From 7f756b2910d14127d7dbf3c7b193c25dfd022c77 Mon Sep 17 00:00:00 2001
From: Daniel Povey <dpovey@gmail.com>
Date: Thu, 23 Jun 2022 10:33:14 +0800
Subject: [PATCH] Introduce grad_pow option, set it to 0.9 and param_pow to
 0.85

---
 .../ASR/pruned_transducer_stateless7/optim.py | 59 ++++++++++++++-----
 1 file changed, 43 insertions(+), 16 deletions(-)

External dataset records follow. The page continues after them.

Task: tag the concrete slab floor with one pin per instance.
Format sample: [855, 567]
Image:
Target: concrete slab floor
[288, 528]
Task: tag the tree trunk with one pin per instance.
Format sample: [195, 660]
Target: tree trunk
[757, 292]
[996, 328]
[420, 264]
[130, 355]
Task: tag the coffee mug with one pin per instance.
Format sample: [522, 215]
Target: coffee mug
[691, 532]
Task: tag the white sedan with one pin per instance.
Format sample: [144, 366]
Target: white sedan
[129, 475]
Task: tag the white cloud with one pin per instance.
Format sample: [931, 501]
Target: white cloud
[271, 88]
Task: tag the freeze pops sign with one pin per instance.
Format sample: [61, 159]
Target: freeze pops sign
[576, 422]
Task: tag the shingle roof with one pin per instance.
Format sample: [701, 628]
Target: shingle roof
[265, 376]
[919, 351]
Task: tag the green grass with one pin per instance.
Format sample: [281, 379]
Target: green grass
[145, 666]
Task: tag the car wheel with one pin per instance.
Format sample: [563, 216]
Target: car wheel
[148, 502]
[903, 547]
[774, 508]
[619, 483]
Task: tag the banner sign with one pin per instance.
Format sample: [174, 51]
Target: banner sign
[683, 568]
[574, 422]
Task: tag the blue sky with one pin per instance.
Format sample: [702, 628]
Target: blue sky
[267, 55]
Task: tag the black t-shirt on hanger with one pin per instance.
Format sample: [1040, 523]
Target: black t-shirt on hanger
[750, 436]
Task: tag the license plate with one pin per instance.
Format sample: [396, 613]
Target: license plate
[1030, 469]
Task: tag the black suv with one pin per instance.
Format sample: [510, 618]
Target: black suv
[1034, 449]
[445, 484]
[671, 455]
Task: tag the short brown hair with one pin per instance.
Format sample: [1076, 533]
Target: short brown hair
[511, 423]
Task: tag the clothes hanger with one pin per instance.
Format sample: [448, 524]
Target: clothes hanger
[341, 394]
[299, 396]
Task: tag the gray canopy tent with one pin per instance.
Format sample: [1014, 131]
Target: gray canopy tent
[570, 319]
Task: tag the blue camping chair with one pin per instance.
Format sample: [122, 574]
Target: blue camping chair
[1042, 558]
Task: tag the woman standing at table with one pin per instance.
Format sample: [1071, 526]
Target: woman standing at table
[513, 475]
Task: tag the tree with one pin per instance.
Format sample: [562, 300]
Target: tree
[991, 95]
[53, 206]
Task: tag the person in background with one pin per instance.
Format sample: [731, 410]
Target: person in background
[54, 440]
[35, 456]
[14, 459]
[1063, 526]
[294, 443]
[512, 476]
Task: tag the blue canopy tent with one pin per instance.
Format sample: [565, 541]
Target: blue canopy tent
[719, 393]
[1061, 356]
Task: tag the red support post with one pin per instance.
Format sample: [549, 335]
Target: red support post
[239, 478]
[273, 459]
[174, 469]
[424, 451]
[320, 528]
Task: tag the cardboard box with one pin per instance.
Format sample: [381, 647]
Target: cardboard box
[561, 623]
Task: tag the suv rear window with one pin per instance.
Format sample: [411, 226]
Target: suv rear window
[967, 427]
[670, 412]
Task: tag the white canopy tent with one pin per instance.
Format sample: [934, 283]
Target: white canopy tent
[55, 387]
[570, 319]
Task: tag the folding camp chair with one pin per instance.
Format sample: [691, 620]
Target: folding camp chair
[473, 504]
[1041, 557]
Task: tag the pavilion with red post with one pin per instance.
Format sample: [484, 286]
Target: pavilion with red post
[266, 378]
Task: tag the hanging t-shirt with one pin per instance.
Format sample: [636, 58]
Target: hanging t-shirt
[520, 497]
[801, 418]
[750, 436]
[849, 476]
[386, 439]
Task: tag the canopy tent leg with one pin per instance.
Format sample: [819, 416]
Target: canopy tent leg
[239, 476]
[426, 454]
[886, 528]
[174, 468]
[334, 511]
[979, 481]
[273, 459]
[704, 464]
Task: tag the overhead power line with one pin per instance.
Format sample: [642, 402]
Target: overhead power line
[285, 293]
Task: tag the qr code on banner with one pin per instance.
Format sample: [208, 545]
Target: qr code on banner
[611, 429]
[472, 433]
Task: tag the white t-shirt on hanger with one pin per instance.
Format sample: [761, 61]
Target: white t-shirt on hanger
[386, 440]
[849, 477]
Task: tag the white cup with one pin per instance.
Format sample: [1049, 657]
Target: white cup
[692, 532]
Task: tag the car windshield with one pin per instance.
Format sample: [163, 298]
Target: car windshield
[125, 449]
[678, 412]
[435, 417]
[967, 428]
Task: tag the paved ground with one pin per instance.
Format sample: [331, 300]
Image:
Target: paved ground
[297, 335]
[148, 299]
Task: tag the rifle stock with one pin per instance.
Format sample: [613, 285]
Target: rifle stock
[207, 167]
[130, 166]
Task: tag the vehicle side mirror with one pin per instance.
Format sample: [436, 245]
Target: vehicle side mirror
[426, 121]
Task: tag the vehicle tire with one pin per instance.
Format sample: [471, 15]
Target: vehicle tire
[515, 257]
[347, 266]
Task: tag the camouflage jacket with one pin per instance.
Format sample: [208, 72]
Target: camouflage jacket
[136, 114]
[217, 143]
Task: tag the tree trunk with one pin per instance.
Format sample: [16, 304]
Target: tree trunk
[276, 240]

diff --git a/egs/librispeech/ASR/pruned_transducer_stateless7/optim.py b/egs/librispeech/ASR/pruned_transducer_stateless7/optim.py
index b4d48775b..37ff9db92 100644
--- a/egs/librispeech/ASR/pruned_transducer_stateless7/optim.py
+++ b/egs/librispeech/ASR/pruned_transducer_stateless7/optim.py
@@ -68,6 +68,8 @@ class NeutralGradient(Optimizer):
                  to the parameter rms) and 0.0 means no such normalization at all (only a scalar
                  per tensor).  In any case we fully normalize the parameter scale at the
                  whole-tensor level, for non-scalar tensors.
+       grad_pow: A scale 0 <= grad_pow <= 1.0 where 1.0 means we fully normalize the
+                 gradient magnitude.
    grad_min_rand: Minimum proportion of random tensor that we add to the gradient covariance,
                  to make the gradient covariance have less effect.
       lr_for_speedup: A learning rate that determines how much speedup we aim for by
@@ -85,7 +87,7 @@ class NeutralGradient(Optimizer):
             lr=3e-02,
             betas=(0.9, 0.98),
             scale_speed=0.1,
-            grad_eps=1e-14,
+            grad_eps=1e-10,
             param_eps=1.0e-06,
             param_rel_eps=1.0e-04,
             param_max_rms=2.0,
@@ -93,7 +95,8 @@ class NeutralGradient(Optimizer):
             max_fullcov_size=1023,
             estimate_period=2000,
             stats_steps=200,
-            param_pow=0.75,
+            param_pow=0.85,
+            grad_pow=0.9,
             grad_min_rand=0.0,
             lr_for_speedup=0.03,
             speedup_recalibrate_period=100,
@@ -143,6 +146,7 @@ class NeutralGradient(Optimizer):
             estimate_period=estimate_period,
             stats_steps=stats_steps,
             param_pow=param_pow,
+            grad_pow=grad_pow,
             grad_min_rand=grad_min_rand,
             lr_for_speedup=lr_for_speedup,
             speedup_recalibrate_period=speedup_recalibrate_period,
@@ -181,6 +185,7 @@ class NeutralGradient(Optimizer):
             estimate_period = group["estimate_period"]
             stats_steps = group["stats_steps"]
             param_pow = group["param_pow"]
+            grad_pow = group["grad_pow"]
             grad_min_rand = group["grad_min_rand"]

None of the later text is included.